Outside of the cooking mechanics, you'll pick dialogue options in conversations with other characters. There is replayability in making different dialogue choices or going back to create past dishes without making mistakes. Still, since the game has an extremely specific narrative throughline, these slight dialogue choices feel negligible. I would have been more content to follow along to read all of the game’s dialogue with all of the lines presented rather than having to go back to experience a few lines I missed because of the dialogue option I chose, especially since the changes and additions aren’t significant. The cooking segments are about having agency as Venba, but I felt choosing dialogue options was an unnecessary addition.
These themes all unfold with nuance and meticulously show that this family, their lives, and their experiences are not seen as important as the others in their community--that they will always be outsiders. But even with all of these disasters the family faces, there is one constant: food. With food, you dive directly in as a player making different South Asian cuisines while Indian music with lyrics plays—a process that delights in letting Venba and the family be unapologetically South Asian and find strength in it.
Its original soundtrack is inspired by the Tamil music the developers heard growing up, and I could not help but nod along through the cooking segments. It is refreshing and rejuvenating to hear this kind of music in a game. Personally, I do not listen to Indian or Tamil music at all, but this soundtrack is so intricately crafted with beautiful vocals that it will be added to my playlist due to the positive experiences this game has left me with. In these moments of cooking, Venba and her family can distance themselves from their daily onslaught of problems to reach a peaceful state of mind by emboldening themselves with their culture, and that is elevated by the game’s original soundtrack. It all comes together to reassure you directly and gives you a glimmer of hope that these characters will be fine. Eventually. Hopefully.
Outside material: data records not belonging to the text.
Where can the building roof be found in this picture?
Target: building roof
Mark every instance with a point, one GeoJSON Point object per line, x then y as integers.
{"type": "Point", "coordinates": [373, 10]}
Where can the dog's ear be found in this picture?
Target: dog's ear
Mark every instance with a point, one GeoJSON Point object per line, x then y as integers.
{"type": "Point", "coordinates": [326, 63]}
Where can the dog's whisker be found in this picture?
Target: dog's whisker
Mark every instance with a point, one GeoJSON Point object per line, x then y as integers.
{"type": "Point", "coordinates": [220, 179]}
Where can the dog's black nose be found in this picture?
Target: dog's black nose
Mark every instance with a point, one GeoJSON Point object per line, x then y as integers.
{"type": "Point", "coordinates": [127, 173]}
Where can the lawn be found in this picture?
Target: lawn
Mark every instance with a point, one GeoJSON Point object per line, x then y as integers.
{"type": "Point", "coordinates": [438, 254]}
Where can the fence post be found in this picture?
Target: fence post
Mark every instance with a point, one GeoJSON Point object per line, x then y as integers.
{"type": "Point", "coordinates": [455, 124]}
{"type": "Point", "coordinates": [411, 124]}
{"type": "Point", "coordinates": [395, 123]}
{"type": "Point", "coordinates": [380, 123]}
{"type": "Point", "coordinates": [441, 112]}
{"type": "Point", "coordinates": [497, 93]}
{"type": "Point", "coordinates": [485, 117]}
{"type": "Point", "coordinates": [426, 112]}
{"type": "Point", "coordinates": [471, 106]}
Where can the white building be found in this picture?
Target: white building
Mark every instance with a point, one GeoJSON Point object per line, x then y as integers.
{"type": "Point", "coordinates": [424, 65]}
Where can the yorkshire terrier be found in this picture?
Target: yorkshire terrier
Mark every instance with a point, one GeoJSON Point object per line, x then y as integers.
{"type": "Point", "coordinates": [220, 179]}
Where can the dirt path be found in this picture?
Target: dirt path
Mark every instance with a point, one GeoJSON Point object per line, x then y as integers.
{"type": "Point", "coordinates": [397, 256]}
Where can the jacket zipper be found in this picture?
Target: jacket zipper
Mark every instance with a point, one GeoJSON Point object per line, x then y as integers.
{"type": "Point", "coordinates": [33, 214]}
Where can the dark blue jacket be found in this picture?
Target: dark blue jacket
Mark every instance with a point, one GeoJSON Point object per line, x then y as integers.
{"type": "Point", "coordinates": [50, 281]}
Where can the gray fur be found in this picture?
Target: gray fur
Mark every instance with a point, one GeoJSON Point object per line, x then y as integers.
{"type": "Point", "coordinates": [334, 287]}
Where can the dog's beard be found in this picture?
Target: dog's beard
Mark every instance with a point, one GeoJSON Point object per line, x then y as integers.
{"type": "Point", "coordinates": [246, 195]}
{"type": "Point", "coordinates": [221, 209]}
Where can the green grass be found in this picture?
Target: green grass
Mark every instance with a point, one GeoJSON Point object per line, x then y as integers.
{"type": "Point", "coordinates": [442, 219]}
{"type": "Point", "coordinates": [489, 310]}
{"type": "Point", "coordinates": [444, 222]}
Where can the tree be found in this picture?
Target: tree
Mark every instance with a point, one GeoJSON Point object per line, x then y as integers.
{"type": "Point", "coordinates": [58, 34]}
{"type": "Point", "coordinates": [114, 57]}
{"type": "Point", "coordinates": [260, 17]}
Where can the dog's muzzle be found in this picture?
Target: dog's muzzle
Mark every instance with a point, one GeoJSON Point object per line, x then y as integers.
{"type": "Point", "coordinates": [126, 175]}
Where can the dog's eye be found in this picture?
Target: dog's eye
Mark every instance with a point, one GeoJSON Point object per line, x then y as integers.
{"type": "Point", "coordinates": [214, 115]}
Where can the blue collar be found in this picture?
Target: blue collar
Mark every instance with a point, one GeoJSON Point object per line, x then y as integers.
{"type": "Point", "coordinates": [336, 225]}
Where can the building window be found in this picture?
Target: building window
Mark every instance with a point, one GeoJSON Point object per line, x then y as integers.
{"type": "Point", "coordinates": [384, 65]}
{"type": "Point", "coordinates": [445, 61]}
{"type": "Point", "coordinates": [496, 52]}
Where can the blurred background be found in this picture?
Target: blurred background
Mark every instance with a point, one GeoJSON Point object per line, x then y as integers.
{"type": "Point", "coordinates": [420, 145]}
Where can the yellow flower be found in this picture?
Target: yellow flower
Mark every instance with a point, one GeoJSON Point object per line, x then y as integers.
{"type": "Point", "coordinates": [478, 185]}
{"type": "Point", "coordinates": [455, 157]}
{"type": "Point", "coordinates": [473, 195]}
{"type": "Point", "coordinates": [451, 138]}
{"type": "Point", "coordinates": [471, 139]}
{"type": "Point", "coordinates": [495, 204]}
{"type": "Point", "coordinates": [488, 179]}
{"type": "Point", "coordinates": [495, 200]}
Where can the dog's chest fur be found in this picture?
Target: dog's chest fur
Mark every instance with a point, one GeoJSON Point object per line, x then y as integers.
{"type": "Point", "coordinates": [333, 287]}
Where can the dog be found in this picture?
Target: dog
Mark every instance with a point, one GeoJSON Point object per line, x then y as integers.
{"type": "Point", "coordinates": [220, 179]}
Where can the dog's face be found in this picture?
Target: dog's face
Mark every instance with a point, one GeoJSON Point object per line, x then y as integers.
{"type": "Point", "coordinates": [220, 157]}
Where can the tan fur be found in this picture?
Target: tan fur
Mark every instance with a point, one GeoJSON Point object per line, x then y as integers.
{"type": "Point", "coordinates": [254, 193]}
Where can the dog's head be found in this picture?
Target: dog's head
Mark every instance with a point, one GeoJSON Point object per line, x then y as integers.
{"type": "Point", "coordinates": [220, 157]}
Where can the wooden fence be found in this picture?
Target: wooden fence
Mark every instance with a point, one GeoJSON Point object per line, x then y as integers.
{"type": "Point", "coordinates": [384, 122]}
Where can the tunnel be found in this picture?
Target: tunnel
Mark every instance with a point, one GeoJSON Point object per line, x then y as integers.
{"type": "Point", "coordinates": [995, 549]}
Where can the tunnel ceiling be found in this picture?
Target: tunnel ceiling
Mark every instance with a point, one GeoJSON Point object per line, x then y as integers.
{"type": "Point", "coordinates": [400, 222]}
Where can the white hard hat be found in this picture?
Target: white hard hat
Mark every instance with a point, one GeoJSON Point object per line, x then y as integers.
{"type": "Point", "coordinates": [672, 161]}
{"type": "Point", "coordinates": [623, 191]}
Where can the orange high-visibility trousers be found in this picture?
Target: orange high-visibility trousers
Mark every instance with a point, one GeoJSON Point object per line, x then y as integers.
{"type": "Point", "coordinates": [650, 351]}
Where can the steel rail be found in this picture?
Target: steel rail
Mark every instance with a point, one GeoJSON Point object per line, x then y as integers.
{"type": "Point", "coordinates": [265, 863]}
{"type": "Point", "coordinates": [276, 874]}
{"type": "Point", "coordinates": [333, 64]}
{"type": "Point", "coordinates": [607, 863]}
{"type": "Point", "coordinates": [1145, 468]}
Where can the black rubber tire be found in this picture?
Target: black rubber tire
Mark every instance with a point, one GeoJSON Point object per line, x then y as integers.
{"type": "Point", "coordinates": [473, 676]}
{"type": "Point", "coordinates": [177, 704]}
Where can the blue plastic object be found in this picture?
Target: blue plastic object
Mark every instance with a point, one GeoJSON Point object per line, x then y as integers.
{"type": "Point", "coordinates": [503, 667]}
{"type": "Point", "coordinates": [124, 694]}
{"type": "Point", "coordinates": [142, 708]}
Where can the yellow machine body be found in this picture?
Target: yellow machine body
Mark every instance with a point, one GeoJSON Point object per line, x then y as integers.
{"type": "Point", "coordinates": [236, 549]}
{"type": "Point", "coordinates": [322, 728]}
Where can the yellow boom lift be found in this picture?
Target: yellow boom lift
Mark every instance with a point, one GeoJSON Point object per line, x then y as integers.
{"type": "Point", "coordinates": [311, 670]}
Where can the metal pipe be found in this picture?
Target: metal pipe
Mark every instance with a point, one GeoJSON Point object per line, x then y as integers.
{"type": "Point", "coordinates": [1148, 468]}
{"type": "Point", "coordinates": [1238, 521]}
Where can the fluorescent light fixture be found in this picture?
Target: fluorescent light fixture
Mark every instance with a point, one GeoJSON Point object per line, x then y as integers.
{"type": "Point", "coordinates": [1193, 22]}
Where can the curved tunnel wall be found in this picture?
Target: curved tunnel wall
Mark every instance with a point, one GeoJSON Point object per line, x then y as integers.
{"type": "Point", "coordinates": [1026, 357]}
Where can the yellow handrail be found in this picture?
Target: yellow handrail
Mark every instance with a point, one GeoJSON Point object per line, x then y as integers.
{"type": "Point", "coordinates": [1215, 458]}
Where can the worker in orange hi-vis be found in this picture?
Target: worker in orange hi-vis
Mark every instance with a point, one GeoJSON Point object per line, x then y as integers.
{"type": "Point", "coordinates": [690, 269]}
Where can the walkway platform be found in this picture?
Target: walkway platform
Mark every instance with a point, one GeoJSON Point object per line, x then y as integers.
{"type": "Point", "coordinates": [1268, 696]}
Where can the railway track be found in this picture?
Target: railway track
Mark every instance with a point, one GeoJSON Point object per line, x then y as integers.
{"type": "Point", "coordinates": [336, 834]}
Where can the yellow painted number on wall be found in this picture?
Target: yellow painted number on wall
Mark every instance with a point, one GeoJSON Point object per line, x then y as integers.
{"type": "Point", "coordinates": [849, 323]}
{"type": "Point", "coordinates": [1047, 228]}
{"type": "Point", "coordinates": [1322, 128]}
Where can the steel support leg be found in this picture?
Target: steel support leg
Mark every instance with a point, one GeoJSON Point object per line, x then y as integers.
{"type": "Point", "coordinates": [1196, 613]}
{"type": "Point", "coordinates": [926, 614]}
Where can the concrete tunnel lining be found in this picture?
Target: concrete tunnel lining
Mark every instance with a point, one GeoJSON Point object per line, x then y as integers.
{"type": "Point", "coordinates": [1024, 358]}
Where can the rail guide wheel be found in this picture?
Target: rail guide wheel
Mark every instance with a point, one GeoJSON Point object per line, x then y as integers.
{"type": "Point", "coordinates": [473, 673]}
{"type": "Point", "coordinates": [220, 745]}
On larger recipes such as the biriyani that includes layering, it will take much longer to complete, but because it is a cooking segment that takes longer than previous ones, I found that the music in sections such as that loops too abruptly and made me flinch in disdain. The abnormal music looping feels irregular and did take me out of the game’s focus a few times.
The game’s storybook art style compliments the game’s cooking segments nicely in a similar way, especially as it reflects the journey of these characters. It very much looks and feels like a cartoon you would watch or a popup book you would open from India. Throughout the game, you can visually tell that Kavin is drifting away from his culture and his family more, so his dialogue boxes reflect that gradual shift by being tarnished. This starts out as an inkling, but when you initially catch it, it really is a subtle way to show this shift. It feels like a natural way to foreshadow the theme.
Having South Asian developers, all with different experiences, means Venba is a narrative cooking adventure about an immigrant mother’s life that feels authentic. It is told through her culture’s cuisine in a way that will make players empathize and sympathize. But it isn’t downbeat or drab, it’s vivid, colorful, and inspiring.
Its ending, however, had me sit there and grapple with my thoughts after its two-hour playtime, thinking about how it is never too late in life to discover or rediscover your racial/cultural identity as a South Asian individual. Sometimes a recipe for idli can be the first step in finding the resolve to be yourself and discovering pride in your roots.